Her chin trembles and I don’t understand why.

She doesn’t know me.

I don’t know her. Why would she feel anything at all?

Maybe I’m missing a face.

Is that what this is?

She’s letting me down easily.

How would I have lost a face?

I can’t recall anyone’s face, even my own.

“You were in Auschwitz. You’ve been through—you’re alive, and that’s all that matters.”

“Alive? How? I’m here and I haven’t the foggiest idea where here is. Is this it? Is this how I’ll always be now? Lost in this body that may or may not belong to me?”

“I understand this is hard, but I’m trying to help you. Do you recall your name now?” She’s asking again as if something has changed during our uncomfortable conversation.

I drop my hands to my side, fabric brushing against the inside of my palms.
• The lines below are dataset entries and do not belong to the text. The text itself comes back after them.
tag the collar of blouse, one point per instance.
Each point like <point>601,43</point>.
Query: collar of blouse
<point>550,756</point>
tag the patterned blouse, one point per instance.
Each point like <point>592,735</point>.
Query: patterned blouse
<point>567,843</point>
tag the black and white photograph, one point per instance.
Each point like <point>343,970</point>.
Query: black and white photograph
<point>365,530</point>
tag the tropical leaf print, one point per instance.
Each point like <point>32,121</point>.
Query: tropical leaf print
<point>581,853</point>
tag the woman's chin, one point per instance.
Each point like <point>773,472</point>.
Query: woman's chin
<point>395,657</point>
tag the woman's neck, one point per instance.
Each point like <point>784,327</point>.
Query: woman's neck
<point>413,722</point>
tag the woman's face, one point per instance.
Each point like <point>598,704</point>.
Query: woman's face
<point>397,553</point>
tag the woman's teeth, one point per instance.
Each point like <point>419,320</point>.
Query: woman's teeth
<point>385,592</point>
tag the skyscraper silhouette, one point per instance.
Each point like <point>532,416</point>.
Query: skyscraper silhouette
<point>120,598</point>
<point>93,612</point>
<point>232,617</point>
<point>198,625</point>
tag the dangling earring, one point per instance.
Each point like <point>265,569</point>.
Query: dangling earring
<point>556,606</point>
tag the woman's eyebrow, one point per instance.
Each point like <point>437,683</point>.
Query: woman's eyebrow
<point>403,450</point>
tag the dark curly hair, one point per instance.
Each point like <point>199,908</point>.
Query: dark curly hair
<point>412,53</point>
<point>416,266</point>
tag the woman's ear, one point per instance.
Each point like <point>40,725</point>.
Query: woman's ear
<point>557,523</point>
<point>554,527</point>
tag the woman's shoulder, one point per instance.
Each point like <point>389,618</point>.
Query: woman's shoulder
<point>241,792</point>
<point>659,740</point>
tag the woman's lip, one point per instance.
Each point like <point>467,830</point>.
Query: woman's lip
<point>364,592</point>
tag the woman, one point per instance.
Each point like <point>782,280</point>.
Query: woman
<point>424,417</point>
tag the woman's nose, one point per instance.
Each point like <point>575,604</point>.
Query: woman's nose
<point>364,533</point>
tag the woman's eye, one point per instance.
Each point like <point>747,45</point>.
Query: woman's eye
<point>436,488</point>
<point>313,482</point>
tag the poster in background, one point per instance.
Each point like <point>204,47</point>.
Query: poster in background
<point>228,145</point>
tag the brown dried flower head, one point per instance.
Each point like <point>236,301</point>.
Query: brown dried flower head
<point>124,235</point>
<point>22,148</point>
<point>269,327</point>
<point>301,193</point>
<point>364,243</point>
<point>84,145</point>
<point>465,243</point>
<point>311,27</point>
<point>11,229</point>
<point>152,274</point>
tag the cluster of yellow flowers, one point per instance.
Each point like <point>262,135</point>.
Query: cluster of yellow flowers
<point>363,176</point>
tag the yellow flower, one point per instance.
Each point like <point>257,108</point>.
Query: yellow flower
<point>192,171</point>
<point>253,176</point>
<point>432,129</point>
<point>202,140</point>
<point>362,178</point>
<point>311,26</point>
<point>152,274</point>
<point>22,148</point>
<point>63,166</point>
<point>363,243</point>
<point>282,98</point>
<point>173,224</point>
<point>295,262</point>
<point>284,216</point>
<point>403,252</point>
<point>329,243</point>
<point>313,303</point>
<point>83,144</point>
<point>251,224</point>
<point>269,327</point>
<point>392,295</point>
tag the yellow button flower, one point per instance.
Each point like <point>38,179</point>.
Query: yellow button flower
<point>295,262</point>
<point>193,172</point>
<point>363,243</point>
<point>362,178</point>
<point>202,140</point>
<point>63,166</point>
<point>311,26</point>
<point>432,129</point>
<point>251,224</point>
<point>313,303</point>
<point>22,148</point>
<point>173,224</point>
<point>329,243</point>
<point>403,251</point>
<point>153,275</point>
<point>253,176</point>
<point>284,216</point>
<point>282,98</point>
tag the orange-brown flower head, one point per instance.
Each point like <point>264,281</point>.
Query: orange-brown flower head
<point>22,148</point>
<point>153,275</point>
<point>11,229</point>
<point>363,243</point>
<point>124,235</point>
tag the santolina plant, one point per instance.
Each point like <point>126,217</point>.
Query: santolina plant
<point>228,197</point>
I refocus my stare at the wall ahead, noticing it’s no longer blurry.

It’s yellow, a pale yellow.

Again, I glance down at my legs, still covered with a sheet, and then realize I’m on a bed, but nothing around me is familiar.

Nothing belongs to me.

“No,” I finally say, my eyes burning from a hard stare at this stranger.

“It’s all right. Some days are better than others. You remembered your name and many other details yesterday. It’s still early in the day,” she says, another forced smile returning to her lips.

As she continues coming up with reasons for me not to worry, my attention draws to the ticking of a clock and the swoosh of a broom, and a murmur of static from a radio.

Other voices grow louder, some with accents I don’t recognize, some with a slur in their words, some speaking clearly with a sense of logic, and some like this woman, just calm and gentle.

I turn to face the rest of the room once more, looking beyond my immediate sides this time, finding more than just beds in a row.

People are on the beds—injured people with bandages, some who look like skeletons lying in a cloud of fluff, others stiff and staring at the ceiling as if they’re dead.

Other women dressed like the one who has been speaking to me weave in between the beds helping the other people, each of them with a forced smile and careful movements.

I take another look at the injured people to my side and stop at a person a few beds away from me.

He’s one of the people who looks like a skeleton and is also staring up through the ceiling.

An unexpected pull to him makes me wonder if I’ve met him before.

“Who is that?” I ask, nodding in his direction.

The woman sitting beside me follows my gaze.

“That’s Etan,” she says.

“He arrived here around the same time as you, but he hasn’t spoken much yet.”

His name is familiar.

It is. I want it to be.

Etan. I say it to myself again and again, waiting to retrieve more information about him.

“I know him. I think I know him.” Maybe I don’t.

But if I do, it might mean my memories will return like they did yesterday.

“I’m not sure. You were both found in the same clearing of the woods, unconscious, but breathing. The Soviet soldiers who rescued you said it appeared you both took a significant fall off a cliff, which explains your head injuries and the memory loss as well as the other physical trauma you’ve sustained. But we’re here to help and we’re taking good care of you now.”